Use these status values for segment coverage:

Status Meaning
None No meaningful verified analysis yet
Foothold One or two verified entry points or helper names, but no subsystem picture
Partial Several verified names plus some globals/tables or object fields
Deep Coherent subsystem-level understanding with multiple verified related functions

Use these status values for subsystem maturity:

Status Meaning
Unknown Not enough evidence to classify
Structural Behavior is partly mapped but still generic
Behavioral Confident subsystem role is known
Stable Multiple connected functions and data objects support the classification

Suggested Immediate Work Queue

Queue A: Highest Leverage

  1. Expand the first-pass segment coverage ledger beyond the currently seeded segments.
  2. Trace allocator_try_alloc_from_head_table, allocator_head_finalize_sweep, and allocator_phase_finalize_pass.
  3. Identify ASYLUM.24.

Queue B: Repair And Stabilize

  1. Review remaining high-caller gap functions.
  2. Repair any still-blocking overlaps in small batches.
  3. Re-decompile repaired ranges and keep only evidence-backed names.

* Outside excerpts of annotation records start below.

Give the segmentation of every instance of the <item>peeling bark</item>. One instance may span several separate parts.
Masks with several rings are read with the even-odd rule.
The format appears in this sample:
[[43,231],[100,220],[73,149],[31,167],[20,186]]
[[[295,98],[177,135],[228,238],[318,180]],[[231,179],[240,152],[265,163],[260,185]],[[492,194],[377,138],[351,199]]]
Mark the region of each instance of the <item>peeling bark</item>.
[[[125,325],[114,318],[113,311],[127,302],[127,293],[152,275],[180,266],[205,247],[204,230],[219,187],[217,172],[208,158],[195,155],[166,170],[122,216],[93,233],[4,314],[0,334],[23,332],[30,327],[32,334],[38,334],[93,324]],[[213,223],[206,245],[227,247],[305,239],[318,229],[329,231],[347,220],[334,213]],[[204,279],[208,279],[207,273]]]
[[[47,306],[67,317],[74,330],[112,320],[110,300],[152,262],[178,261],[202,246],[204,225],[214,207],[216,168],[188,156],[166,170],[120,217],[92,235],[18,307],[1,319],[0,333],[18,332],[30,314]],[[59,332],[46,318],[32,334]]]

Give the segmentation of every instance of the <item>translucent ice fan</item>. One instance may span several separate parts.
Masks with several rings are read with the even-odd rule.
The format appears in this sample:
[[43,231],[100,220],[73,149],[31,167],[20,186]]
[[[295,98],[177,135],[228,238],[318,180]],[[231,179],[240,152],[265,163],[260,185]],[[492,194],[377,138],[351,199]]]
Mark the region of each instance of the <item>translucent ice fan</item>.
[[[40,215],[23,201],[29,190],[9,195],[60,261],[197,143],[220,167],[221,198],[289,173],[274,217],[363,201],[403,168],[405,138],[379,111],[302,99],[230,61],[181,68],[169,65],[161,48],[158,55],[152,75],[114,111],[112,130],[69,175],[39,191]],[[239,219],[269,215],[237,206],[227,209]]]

Queue C: Broaden Carefully

  1. Expand into adjacent segments connected to already-understood clusters.
  2. Avoid speculative naming.
  3. Update the notes and the coverage ledger together after each verified batch.

Concrete Progress Interpretation

If a single number is needed, use 25%.

If a more honest dashboard is acceptable, use all three:

  • 80% of top-100 hot targets processed
  • 25% overall behavioral decompilation progress
  • 10% to 15% segment spread with meaningful analysis

That combination best reflects the actual state of the project.

Source Anchors

Primary sources for this file:

  • crusader_segment_coverage_ledger.csv
  • crusader_decompilation_notes.md
  • crusader_ne_segments.csv
  • tier4_output.txt
  • tier5_output.txt
  • repo memory progress summary

Next Update Rule

Update this file when one of the following happens:

  • the overall estimate changes materially,
  • a new subsystem reaches behavioral or stable status,
  • a major blocker such as 0x4588, allocator_phase_finalize_pass, or ASYLUM.24 is resolved,
  • or the segment coverage ledger is created and becomes the new primary progress source.